Como Ignacio Praderas y
todos sus colegas eran pagados el mismo día que finiquitaban sus contratos, o
sea el día de Nochebuena, decidieron ir a un pub para celebrar el término del
trabajo y aprovechar así lo que les quedaba de tarde antes de dirigirse a sus
respectivas cenas familiares.
La primera ronda fue de cinco cervezas, una por cada dos de ellos, y todos chocaron sus vasos antes de disfrutar el primer sorbo de su
refrescante contenido. Sabía como la hidromiel, dijo uno, relamiéndose los
labios.
−Ya me tenía chato la pega culiá’ –comentó otro con
rabia, secundado por todos los demás.
−Ese narigón culiao’ del Gaspar se creía la gran cagá’
–dijo Ignacio, aprovechando la oportunidad para descargarse−. Pero en realidad
es un pa’o culia'o que no salva a nadie.
−Mi hermana fue su compañera en el colegio –dijo otro−.

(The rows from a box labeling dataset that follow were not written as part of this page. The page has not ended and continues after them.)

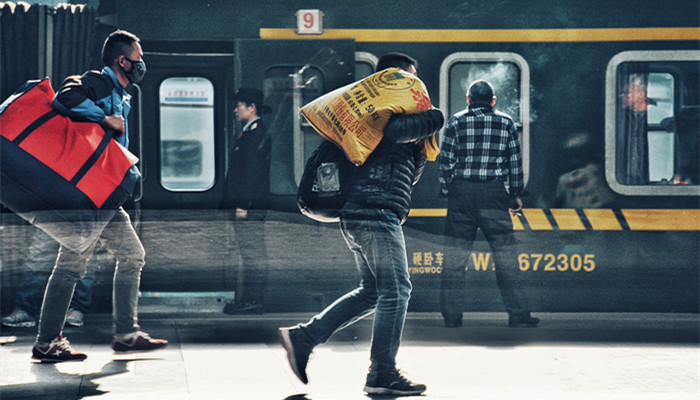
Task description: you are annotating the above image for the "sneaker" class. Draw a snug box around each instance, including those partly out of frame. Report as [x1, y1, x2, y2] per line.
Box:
[279, 328, 314, 384]
[0, 308, 36, 328]
[365, 369, 427, 396]
[224, 301, 262, 314]
[112, 331, 168, 353]
[32, 336, 87, 362]
[66, 308, 84, 326]
[508, 314, 540, 328]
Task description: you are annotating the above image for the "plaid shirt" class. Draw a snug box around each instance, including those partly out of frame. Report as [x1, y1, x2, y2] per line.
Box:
[438, 106, 524, 197]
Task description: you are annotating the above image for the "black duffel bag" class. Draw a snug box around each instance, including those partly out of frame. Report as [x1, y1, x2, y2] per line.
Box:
[297, 140, 358, 222]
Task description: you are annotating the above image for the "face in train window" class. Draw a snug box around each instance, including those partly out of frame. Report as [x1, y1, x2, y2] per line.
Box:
[159, 78, 214, 191]
[449, 61, 520, 123]
[615, 61, 700, 185]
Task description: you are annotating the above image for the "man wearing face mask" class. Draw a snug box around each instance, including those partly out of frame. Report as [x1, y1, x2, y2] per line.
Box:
[32, 30, 168, 362]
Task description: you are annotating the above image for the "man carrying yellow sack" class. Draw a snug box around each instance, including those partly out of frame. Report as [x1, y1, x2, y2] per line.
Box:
[279, 53, 444, 395]
[300, 53, 440, 165]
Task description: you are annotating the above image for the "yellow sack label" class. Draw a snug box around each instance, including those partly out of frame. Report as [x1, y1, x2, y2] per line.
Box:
[301, 68, 439, 165]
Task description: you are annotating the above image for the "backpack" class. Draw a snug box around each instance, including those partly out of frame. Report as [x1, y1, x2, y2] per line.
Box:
[297, 140, 358, 222]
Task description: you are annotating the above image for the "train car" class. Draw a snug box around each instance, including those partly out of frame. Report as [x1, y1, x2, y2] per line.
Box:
[0, 0, 700, 313]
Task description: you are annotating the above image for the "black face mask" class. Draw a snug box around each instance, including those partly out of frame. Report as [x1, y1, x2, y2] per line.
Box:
[121, 57, 146, 83]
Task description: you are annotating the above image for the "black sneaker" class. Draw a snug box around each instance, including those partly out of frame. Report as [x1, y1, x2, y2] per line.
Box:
[365, 369, 427, 396]
[279, 328, 314, 384]
[112, 331, 168, 354]
[508, 314, 540, 328]
[32, 336, 87, 362]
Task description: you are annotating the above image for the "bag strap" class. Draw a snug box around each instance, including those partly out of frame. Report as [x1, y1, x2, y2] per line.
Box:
[12, 110, 58, 146]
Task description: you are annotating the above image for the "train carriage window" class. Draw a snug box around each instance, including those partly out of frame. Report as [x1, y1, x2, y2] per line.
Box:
[440, 52, 530, 184]
[355, 51, 379, 81]
[159, 77, 214, 192]
[606, 51, 700, 195]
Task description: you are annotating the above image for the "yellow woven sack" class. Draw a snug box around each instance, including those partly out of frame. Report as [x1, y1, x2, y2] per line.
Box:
[301, 68, 439, 165]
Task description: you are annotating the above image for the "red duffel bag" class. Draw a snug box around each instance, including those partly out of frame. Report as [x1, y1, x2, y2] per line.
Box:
[0, 78, 141, 252]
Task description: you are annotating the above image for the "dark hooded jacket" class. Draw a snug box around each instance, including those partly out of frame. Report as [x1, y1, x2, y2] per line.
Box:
[348, 109, 445, 223]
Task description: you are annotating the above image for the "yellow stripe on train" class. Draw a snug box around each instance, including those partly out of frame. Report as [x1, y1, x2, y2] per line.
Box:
[260, 27, 700, 43]
[409, 208, 700, 231]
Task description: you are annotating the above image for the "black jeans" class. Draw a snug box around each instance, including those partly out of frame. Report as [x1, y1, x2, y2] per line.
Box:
[440, 179, 530, 321]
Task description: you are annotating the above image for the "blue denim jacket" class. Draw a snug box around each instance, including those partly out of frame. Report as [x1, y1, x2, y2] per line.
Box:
[53, 66, 131, 148]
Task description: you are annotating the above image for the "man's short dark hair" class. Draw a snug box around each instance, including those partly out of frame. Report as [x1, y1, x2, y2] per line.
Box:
[377, 53, 418, 71]
[467, 80, 494, 106]
[102, 30, 141, 66]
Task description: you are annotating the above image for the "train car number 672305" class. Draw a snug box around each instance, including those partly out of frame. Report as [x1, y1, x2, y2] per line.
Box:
[518, 253, 596, 272]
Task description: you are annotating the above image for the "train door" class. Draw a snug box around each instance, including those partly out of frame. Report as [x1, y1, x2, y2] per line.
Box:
[127, 53, 233, 209]
[234, 39, 355, 211]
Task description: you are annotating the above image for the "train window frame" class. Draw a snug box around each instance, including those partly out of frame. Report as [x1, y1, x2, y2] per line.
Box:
[605, 50, 700, 196]
[355, 51, 379, 81]
[438, 52, 530, 186]
[158, 76, 216, 193]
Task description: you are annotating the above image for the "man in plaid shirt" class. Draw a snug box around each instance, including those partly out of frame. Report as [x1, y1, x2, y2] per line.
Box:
[438, 80, 539, 327]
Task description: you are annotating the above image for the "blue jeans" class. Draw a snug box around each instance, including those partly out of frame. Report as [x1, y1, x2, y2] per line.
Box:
[299, 203, 411, 374]
[440, 179, 530, 322]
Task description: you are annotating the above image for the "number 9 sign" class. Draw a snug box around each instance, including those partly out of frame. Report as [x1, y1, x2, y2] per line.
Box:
[296, 10, 323, 35]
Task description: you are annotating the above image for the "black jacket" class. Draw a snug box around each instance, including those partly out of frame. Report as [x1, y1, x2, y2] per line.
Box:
[222, 121, 271, 210]
[348, 109, 445, 223]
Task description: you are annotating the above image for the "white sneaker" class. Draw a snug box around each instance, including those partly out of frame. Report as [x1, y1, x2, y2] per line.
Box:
[0, 308, 36, 328]
[66, 308, 83, 326]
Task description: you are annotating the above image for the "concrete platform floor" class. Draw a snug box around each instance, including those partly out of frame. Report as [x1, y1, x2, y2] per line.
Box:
[0, 312, 700, 400]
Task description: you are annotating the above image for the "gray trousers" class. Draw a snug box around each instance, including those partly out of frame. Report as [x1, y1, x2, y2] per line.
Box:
[37, 208, 146, 343]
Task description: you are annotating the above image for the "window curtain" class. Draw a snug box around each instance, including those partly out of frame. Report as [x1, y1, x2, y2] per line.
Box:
[615, 63, 649, 185]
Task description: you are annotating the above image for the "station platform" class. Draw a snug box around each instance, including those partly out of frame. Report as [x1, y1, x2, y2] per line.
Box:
[0, 312, 700, 400]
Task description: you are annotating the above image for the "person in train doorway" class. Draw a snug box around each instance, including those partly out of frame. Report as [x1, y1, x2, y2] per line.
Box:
[32, 30, 168, 362]
[438, 80, 539, 327]
[279, 53, 444, 395]
[222, 88, 272, 314]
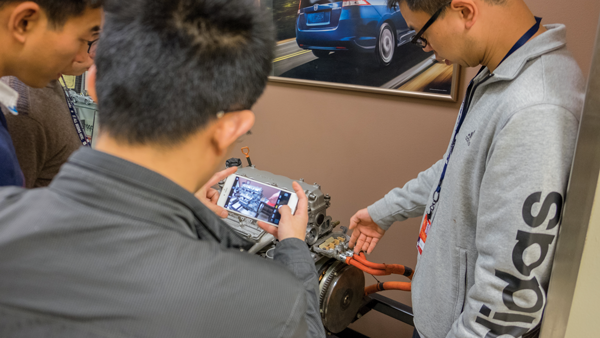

Cuando le conté que este güeón era nuestro encargado, dijo: “bah, no lo
pesquís: es un pa’o culia'o”. Me dijo también que se cagaba en los pantalones
cuando chico y que una vez lo pillaron pajeándose con la foto de una compañera
en el baño.
−Hubiéramo’ sabido antes esa güeá –se lamentó otro de los
compañeros, golpeando la mesa con un puño−. Lo hubieramo’ güebia'o güeno.
Varios de los presentes se lamentaron también al
respecto.
−Ya, pico –dijo Ignacio, haciendo un ademán de
indiferencia−. Aún podemo’ cagarlo por Facebook.
Entonces comenzaron a planear distintas maneras para
arruinarle la vida a Gaspar, ese narigón culia'o de mierda, por todas aquellas
veces en que había abusado de su poder como encargado de su grupo de trabajo.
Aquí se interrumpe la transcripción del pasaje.